8. [1.4.2] Benchmarking Performance of Competing Proposals. The framework simulate datasets to compare measures associated with different proposals over a grid of parameters like mutation rates and alleles in the gene tree. As above, the user can choose to present key metrics as graphs or texts.

Validating MLE and the maximum likelihood

The framework computed the likelihood curve (Table 3). Table 4 for the MLEs resulting from each proposal is visually consistent with figures in Wu (2009) and verifies results for both standard error and ESS in Hobolth, Uyenoyama & Wiuf (2008), namely, that the SIS performance order is EGT < SD < HUW. The running times for SD and EGT were nearly equal, however, and about half of the running time for HUW. Within the framework, all proposals share the same runtime infrastructure, so the accuracy in HUW comes at the price of approximately doubling the running time per realization.

Confirming proposal order

Hobolth, Uyenoyama & Wiuf (2008) investigated the performance of the three proposals by comparing ESSs as mutation rates and data sample size varied, their Fig. 6 showing that the ESSs for three proposals have a stable relationship, EGT < SD < HUW. Using the same mutation rates and data sample sizes, our simulations independently confirmed their results as follows (Fig. 9). For each cell, the tool ms (Hudson, 2002) or msms acting as a cross-platform fallback (Ewing & Hermisson, 2010) simulated three independent sets of samples (denoted by different colours in the figure) for the corresponding mutation rate and data sample size. Within each cell, there are two plots. The left-hand panels show results if we limited all simulations to 108,000 realizations (approximating the 100,000 used in Fig. 6 of Hobolth, Uyenoyama & Wiuf (2008)); the right-hand panels, if we limited all samplers by time, terminating them when the slowest one completed 108,000 realizations. The left panels of each cell verify the results in Fig. 6 in Hobolth, Uyenoyama & Wiuf (2008).

Effect of running time

Although the left panels of each cell verify the results in Fig. 6 in Hobolth, Uyenoyama & Wiuf (2008), the right panels show that when the figure of merit is ESS per running time, SD improves relative to HUW, but EGT does not. Thus, although HUW requires more time than EGT to produce a realization, the improvement in the ESS more than compensates. HUW also requires more time than SD to produce a realization, but here the improvement in the ESS does not compensate so decisively. For the real dataset in Fig. 8, Table 5 tells the similar story. The message is clear: substantial improvements in the ESS for a fixed number of realizations do not always translate into a substantial practical reductions in the errors of estimates.

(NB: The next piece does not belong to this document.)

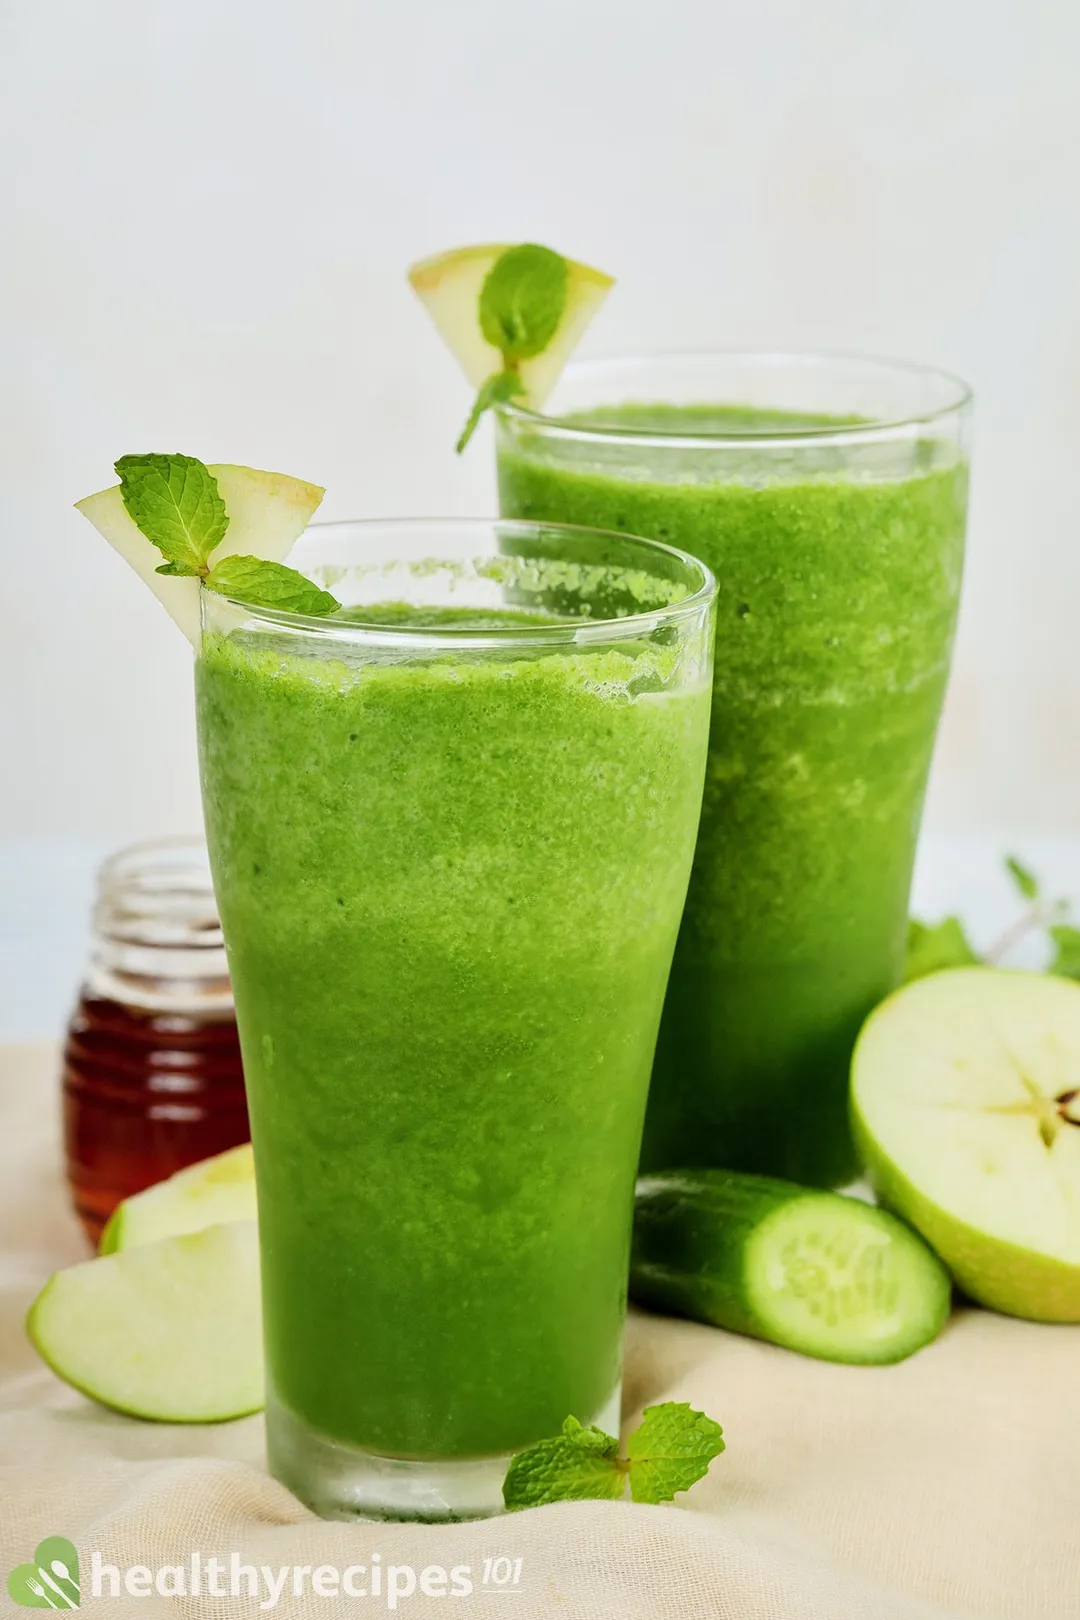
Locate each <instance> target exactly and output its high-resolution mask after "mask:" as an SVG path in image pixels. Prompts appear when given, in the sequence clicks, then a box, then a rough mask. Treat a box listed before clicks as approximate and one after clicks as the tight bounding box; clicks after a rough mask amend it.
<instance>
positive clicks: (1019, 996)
mask: <svg viewBox="0 0 1080 1620" xmlns="http://www.w3.org/2000/svg"><path fill="white" fill-rule="evenodd" d="M852 1118H853V1129H855V1139H857V1144H858V1147H860V1152H861V1155H863V1160H865V1163H866V1168H868V1171H870V1176H871V1181H873V1184H874V1187H876V1191H878V1194H879V1197H881V1202H882V1204H887V1205H889V1207H891V1209H894V1210H895V1212H897V1213H900V1215H904V1217H905V1218H907V1220H908V1221H910V1223H912V1225H913V1226H916V1228H918V1231H921V1234H923V1238H926V1241H928V1243H929V1244H931V1246H933V1247H934V1249H936V1251H938V1254H939V1255H941V1259H942V1260H944V1262H946V1265H947V1267H949V1270H950V1272H952V1275H954V1277H955V1280H957V1283H959V1285H960V1288H963V1291H965V1293H967V1294H970V1298H972V1299H976V1301H980V1304H984V1306H991V1307H993V1309H994V1311H1004V1312H1007V1314H1010V1315H1020V1317H1030V1319H1033V1320H1036V1322H1080V985H1075V983H1070V982H1069V980H1064V978H1052V977H1049V975H1044V974H1022V972H1006V970H1001V969H991V967H960V969H955V970H952V972H942V974H934V975H931V977H929V978H920V980H916V982H915V983H912V985H907V987H905V988H904V990H899V991H897V993H895V995H894V996H891V998H889V1000H887V1001H884V1003H882V1004H881V1006H879V1008H878V1009H876V1013H873V1014H871V1017H870V1021H868V1022H866V1025H865V1029H863V1032H861V1035H860V1038H858V1045H857V1048H855V1058H853V1064H852Z"/></svg>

New mixed proposal via exact samplers

Wu (2009) motivated expanding the size limits on exact analysis of coalescent data by pointing out that exact analysis can validate Monte Carlo estimates. In the same spirit, we developed a framework for exact recursive computation of coalescent probabilities (Tewari & Spouge, 2012). Our present framework is a seamless extension of our recursive framework, and it permitted us to implement a new proposal, as follows.

Some nodes of the full ancestral graph permit exact sampling of transitions away from them. On the corresponding subgraphs, the framework can compute the most efficient proposal possible (the target distribution itself), while using a delegate proposal elsewhere. We call this idea Exact Subgraph Sampling. Consider, e.g., “singleton nodes”, nodes of the ancestral subgraph whose sequences all have multiplicities ν_i = 1, leading to an Exact Subgraph Sampling scheme, we call Exact Singleton Sampling. Figure 10 highlights a sampling path using exact singleton sampling for data in Table 1. For the real data in Fig. 8, the exact distribution for the singleton nodes can be computed under 10 s with average memory, whereas the full graph takes more than a day on a high-end PC (Wu, 2009). Because they are beyond the purview of this article, detailed results for Exact Singleton Sampling will be presented elsewhere, but preliminary results for the data in Fig. 8 suggest that Exact Singleton Sampling improves the ESS per computational time for HUW by a factor of about 4.